Obviamente o pai foi cobrado. Um presidente democraticamente eleito e que jurou defender a Constituição e a democracia deveria ter feito, em nome do povo, uma reprimenda pública à mentira do filho. Não fez. Aliás, fez o que se esperava dele: colocou os melindres dos rebentos mal resolvidos à frente dos interesses do Brasil. Numa ginástica intelectual de tirar o fôlego, corrobora a tese mentirosa de que ditaduras fazem reformas que interessam ao povo.

“É uma opinião dele, e ele tem razão. Se fosse em Cuba ou na Coreia do Norte, já não teriam aprovado tudo quanto é reforma sem Parlamento? Demora, porque tem a discussão. Isso é natural, porque tem muita gente que nos pressiona como se tivesse poder de influenciar o Parlamento. Não tenho esse poder e nem quero ter esse poder em nome da democracia. Ele até falou o óbvio. Eu, se estivesse estudando português no meu tempo de garoto, ia falar que essa é uma figura de linguagem conhecida como pleonasmo abusivo, como o leite é branco, o café é preto, e o gelo é gelado. Não devia ter essa repercussão toda. Teve porque é meu filho. Se fosse qualquer outra pessoa, não teria problema nenhum” - disse o presidente Jair Bolsonaro.

Seria muito interessante o presidente responder quais foram essas reformas tão importantes para o povo aprovadas em Cuba ou na Coreia do Norte. Nunca foram feitas e, enquanto houver ditadura, nunca serão. Não precisa. Somente a democracia força os donos do poder a atender anseios do povo.

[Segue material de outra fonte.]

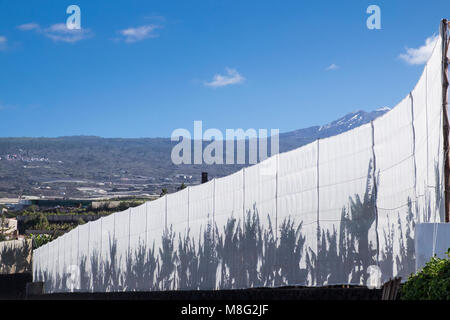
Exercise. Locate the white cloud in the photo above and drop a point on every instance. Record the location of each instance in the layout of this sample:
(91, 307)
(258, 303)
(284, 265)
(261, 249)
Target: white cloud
(3, 41)
(139, 33)
(421, 54)
(28, 26)
(332, 67)
(232, 77)
(58, 32)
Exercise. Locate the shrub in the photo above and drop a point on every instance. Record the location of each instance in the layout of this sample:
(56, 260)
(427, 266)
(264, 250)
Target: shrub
(430, 283)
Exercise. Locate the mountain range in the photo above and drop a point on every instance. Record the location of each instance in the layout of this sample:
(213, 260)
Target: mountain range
(88, 166)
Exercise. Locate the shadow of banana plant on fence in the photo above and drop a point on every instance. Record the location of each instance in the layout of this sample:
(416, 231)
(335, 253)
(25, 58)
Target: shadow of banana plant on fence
(247, 253)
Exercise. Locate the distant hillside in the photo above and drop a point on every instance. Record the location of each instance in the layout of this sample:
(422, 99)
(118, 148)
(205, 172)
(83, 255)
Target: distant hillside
(31, 165)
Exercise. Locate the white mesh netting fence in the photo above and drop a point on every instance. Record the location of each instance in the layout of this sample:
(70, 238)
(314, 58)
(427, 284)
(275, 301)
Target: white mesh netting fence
(322, 214)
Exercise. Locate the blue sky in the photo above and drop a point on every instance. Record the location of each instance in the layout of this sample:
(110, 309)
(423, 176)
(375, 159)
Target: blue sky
(145, 68)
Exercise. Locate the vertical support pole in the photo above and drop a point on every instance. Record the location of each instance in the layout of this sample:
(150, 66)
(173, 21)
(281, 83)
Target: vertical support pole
(165, 213)
(375, 190)
(414, 149)
(214, 211)
(146, 225)
(276, 195)
(444, 36)
(129, 229)
(189, 192)
(243, 196)
(101, 239)
(318, 215)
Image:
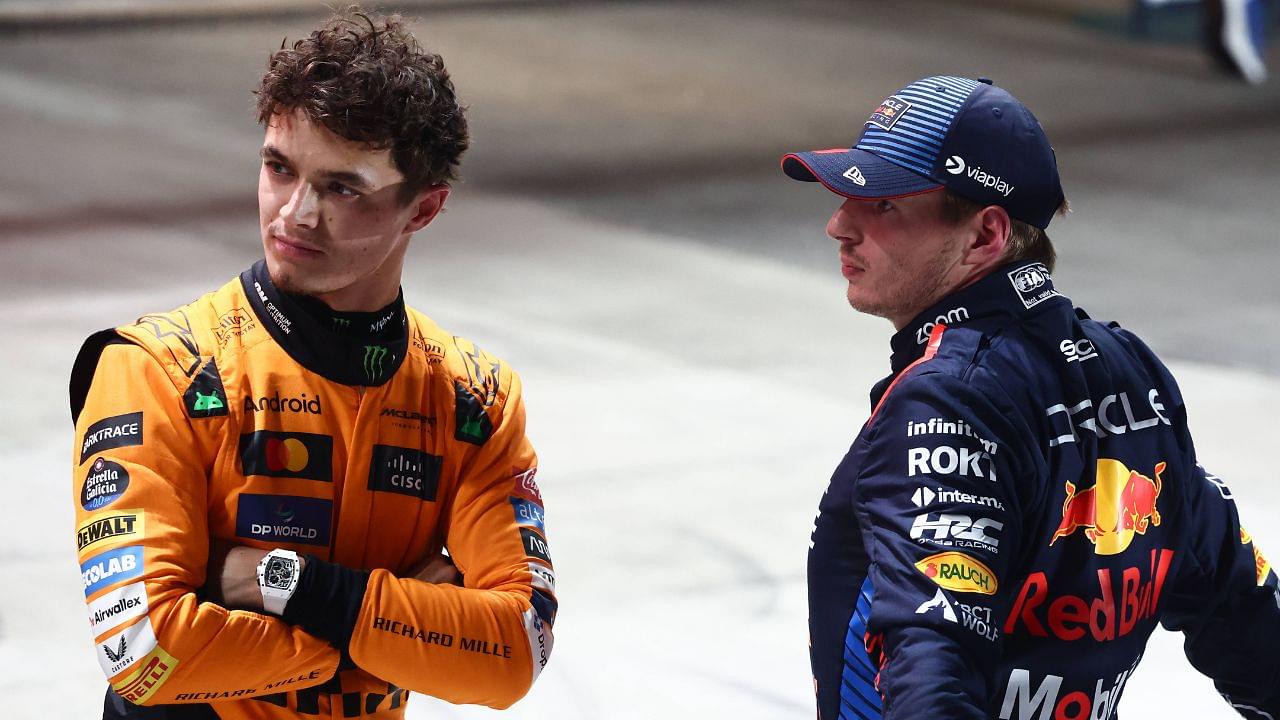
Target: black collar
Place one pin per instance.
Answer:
(1008, 292)
(352, 359)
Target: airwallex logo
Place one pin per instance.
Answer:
(956, 165)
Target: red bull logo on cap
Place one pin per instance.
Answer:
(1120, 502)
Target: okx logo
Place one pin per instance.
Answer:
(375, 361)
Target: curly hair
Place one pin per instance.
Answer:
(366, 78)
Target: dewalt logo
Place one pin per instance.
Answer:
(118, 524)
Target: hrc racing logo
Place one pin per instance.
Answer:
(958, 572)
(956, 531)
(1120, 502)
(114, 525)
(1120, 604)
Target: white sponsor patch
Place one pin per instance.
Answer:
(117, 606)
(122, 650)
(540, 641)
(543, 578)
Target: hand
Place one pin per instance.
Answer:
(233, 575)
(437, 570)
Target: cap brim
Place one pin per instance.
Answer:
(840, 171)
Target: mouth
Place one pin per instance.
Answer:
(295, 247)
(850, 269)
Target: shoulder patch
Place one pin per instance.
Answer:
(85, 365)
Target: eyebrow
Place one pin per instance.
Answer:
(346, 177)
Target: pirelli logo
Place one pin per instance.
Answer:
(105, 528)
(154, 669)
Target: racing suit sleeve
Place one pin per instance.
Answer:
(140, 479)
(1225, 600)
(941, 524)
(481, 643)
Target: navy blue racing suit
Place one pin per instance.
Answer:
(1019, 511)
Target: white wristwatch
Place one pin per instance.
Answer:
(277, 578)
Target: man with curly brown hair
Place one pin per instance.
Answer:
(296, 496)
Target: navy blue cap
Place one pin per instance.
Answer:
(965, 135)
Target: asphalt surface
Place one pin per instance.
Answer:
(624, 237)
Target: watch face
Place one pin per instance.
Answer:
(279, 573)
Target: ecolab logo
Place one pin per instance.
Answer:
(955, 165)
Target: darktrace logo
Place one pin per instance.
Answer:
(105, 482)
(291, 519)
(277, 404)
(405, 470)
(109, 433)
(375, 361)
(287, 455)
(206, 397)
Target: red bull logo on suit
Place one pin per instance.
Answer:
(1120, 504)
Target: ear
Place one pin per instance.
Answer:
(990, 237)
(426, 206)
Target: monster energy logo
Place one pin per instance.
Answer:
(206, 402)
(374, 358)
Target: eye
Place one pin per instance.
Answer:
(338, 188)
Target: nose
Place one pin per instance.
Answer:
(304, 206)
(842, 226)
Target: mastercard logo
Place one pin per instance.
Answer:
(288, 454)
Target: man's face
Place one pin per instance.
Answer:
(897, 255)
(330, 218)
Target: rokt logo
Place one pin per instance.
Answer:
(1120, 502)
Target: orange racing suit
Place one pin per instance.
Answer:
(242, 418)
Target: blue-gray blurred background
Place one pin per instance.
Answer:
(624, 237)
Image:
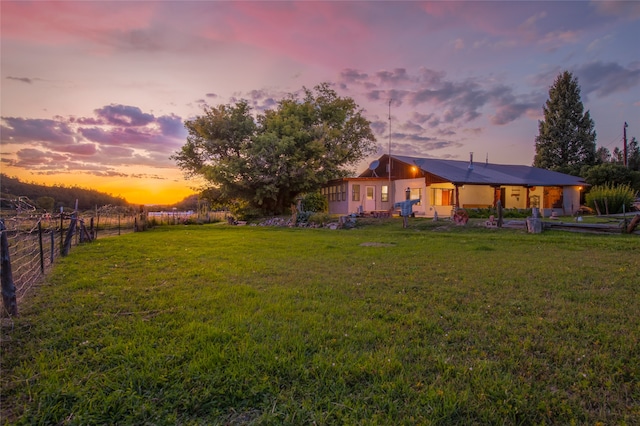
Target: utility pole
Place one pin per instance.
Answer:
(624, 138)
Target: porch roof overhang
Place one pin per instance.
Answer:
(467, 173)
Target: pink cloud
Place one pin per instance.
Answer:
(65, 22)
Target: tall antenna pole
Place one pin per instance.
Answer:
(624, 129)
(389, 162)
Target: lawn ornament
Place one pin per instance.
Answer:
(461, 217)
(406, 210)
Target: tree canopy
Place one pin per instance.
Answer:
(269, 159)
(566, 138)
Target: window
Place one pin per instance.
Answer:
(355, 193)
(416, 194)
(370, 193)
(442, 197)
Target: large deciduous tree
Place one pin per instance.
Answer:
(566, 138)
(269, 159)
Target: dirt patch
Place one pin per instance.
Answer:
(372, 244)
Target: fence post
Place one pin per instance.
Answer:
(53, 241)
(41, 247)
(8, 287)
(70, 232)
(61, 230)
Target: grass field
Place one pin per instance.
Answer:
(432, 324)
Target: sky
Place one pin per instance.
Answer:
(95, 93)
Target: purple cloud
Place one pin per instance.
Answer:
(19, 130)
(117, 135)
(606, 78)
(122, 115)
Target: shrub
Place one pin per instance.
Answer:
(610, 199)
(315, 202)
(319, 218)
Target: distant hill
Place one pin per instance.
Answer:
(53, 197)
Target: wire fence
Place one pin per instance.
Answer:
(31, 243)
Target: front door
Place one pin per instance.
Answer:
(370, 198)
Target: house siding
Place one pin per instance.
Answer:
(478, 187)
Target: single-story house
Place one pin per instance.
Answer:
(442, 186)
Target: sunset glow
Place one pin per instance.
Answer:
(95, 94)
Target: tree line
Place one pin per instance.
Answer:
(52, 198)
(566, 141)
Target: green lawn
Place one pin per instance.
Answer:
(432, 324)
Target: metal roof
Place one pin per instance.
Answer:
(460, 172)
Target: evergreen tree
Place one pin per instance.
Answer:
(566, 138)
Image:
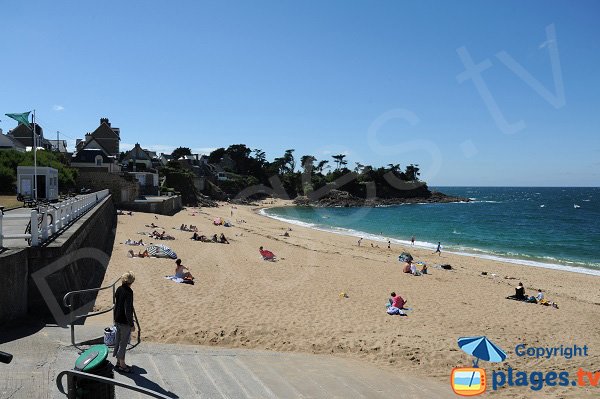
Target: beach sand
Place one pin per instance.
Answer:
(294, 304)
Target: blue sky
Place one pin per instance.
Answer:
(378, 80)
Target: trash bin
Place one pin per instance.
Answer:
(93, 361)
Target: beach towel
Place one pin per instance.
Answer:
(392, 310)
(161, 251)
(267, 255)
(180, 280)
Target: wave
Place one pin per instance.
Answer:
(547, 262)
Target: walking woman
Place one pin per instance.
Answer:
(123, 316)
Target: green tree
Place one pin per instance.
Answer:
(339, 160)
(216, 156)
(289, 160)
(307, 162)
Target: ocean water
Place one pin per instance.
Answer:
(535, 226)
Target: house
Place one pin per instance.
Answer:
(8, 143)
(94, 159)
(59, 145)
(138, 159)
(24, 135)
(165, 159)
(105, 137)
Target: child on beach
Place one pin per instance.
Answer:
(439, 249)
(180, 271)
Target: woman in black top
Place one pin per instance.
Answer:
(123, 317)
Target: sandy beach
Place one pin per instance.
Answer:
(294, 304)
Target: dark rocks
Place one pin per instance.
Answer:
(339, 198)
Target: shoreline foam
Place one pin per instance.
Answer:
(476, 252)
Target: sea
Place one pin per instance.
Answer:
(552, 227)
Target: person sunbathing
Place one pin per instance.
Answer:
(139, 254)
(396, 304)
(267, 255)
(180, 271)
(519, 293)
(134, 242)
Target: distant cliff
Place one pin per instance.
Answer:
(339, 198)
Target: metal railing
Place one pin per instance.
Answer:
(69, 304)
(60, 216)
(72, 375)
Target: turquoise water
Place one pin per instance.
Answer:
(551, 227)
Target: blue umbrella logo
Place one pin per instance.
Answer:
(483, 349)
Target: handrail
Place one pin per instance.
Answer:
(71, 390)
(62, 215)
(74, 317)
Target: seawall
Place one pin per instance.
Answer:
(159, 205)
(34, 280)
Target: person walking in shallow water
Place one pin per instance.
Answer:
(439, 249)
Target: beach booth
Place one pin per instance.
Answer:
(47, 182)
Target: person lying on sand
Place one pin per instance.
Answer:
(519, 293)
(396, 300)
(200, 237)
(267, 255)
(180, 271)
(396, 305)
(134, 242)
(138, 255)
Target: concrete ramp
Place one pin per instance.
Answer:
(188, 371)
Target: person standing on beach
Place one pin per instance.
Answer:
(123, 318)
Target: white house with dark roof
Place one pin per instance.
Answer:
(8, 143)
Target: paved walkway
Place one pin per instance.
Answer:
(187, 371)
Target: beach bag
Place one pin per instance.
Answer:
(110, 335)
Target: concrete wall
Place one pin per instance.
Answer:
(77, 259)
(13, 284)
(121, 188)
(169, 206)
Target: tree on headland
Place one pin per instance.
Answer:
(306, 162)
(289, 160)
(339, 160)
(321, 165)
(180, 152)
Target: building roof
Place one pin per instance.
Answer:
(9, 142)
(60, 145)
(88, 155)
(138, 153)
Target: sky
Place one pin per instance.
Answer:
(477, 93)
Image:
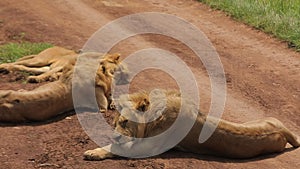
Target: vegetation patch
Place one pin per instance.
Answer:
(12, 51)
(278, 17)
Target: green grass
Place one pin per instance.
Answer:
(278, 17)
(12, 51)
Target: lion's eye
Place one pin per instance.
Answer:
(112, 72)
(123, 123)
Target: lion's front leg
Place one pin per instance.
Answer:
(97, 154)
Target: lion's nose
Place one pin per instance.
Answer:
(116, 136)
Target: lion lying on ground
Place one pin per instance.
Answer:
(230, 140)
(55, 97)
(48, 65)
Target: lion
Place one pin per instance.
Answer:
(48, 65)
(45, 66)
(54, 98)
(230, 140)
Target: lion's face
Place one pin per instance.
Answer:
(132, 112)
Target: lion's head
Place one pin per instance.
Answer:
(145, 114)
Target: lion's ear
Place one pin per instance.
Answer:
(114, 57)
(143, 106)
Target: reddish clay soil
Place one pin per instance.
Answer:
(263, 79)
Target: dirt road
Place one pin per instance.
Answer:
(263, 79)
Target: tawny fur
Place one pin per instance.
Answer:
(49, 64)
(55, 97)
(230, 140)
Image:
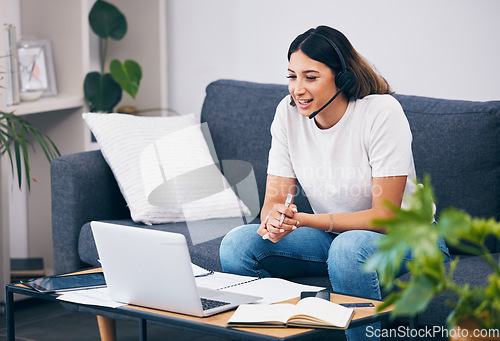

Na lógica de desprezar os fatos, o presidente da República tem a pretensão de fazer com que o país acredite numa mentira ensurdecedora. Parece lógico que, tendo menos debate, seria muito mais fácil aprovar medidas que são boas para o povo. Só que a origem dessas medidas é justamente o debate. Quando o povo não tem voz, pode ser subjugado e, para se manter no poder, o governante não tem mais o dever de atender aos anseios do povo. Na lógica da ditadura, o poder emana da sustentação feita por uma pequena elite econômica, intelectual e militar. Eles não precisam de reformas, têm benesses.